Homeowners who refinanced during the first six months saved $2.3 billion this year due to recent government actions to reduce mortgage rates, according to a new study by Mark Fleming, chief economist for First American CoreLogic. The study found the median individual monthly savings was $120, a 10.5 percent reduction from the median borrower’s previous mortgage payment, and the total benefit to homeowners who refinanced in 2009 will grow to $11.5 billion over the next five years.
More than 1 trillion dollars in U.S. residential mortgage financings occurred from January to June of 2009 stemming from government efforts to reduce mortgage debt burdens, including $790 billion of refinancing. The mortgage industry increased refinance loan production dramatically in the first quarter of 2009 to 74% and 69% in the second quarter, respectively, on total originations of $448 billion (Q1) and $664 billion (Q2).
The savings were a direct result of the Federal Reserve’s actions to reduce mortgage interest rates and the Administration’s Making Home Affordable Refinance program (HARP).
The Federal Reserve’s efforts to support the private mortgage market and reduce mortgage rates began last November when it announced that it would purchase up to $100 billion of debt issued by the housing-related GSEs and up to $500 billion of agency-guaranteed mortgage-backed securities, programs that were expanded substantially and augmented by a program of purchases of Treasury securities in March. Mortgage markets responded and the decline in mortgage rates conforming fixed mortgage rates last spring spurred refinancing as well as providing some support for housing demand. Over the summer, rates have risen to levels that are still below those of a year ago.

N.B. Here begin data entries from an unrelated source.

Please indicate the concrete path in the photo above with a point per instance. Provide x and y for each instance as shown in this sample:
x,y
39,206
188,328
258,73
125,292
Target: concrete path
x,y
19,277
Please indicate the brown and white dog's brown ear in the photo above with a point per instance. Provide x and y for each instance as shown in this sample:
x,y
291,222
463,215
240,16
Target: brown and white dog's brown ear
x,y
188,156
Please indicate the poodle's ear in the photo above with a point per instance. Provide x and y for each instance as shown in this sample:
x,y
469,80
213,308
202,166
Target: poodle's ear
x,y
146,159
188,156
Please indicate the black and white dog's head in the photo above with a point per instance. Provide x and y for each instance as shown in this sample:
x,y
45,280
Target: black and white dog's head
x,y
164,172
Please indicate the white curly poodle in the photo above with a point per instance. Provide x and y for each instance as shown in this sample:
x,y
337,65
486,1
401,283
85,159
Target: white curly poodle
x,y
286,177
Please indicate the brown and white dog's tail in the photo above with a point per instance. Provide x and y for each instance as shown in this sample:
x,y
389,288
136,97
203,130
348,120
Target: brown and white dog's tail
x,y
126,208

Making Home Affordable Refinance program launched on March 4 allows homeowners whose mortgages are held by either Fannie Mae or Freddie Mac to refinance if their existing mortgages were up to 105 percent of their current house value, making it possible for those who were close to or slightly underwater to refinance. The program has since been expanded to help those with mortgages up to 125 percent of current value. To date, Fannie and Freddie have refinanced more than 2.7 million loans.
“The quantitative easing policies of the Federal Reserve and refinance activity made possible by the Home Affordable Refinance Program (HARP) have allowed more than 2 million consumers to reduce their monthly mortgage debt obligations and put more money in their pockets,” said Fleming. “This permanent increase in monthly income is likely to, in part, be used to increase consumption and help to drive growth as the economy rebounds. Additionally, these refinanced loans are likely to be more sustainably affordable debt obligations. The combination of lower payments and fixed-rate terms should also reduce the risk of future foreclosure.”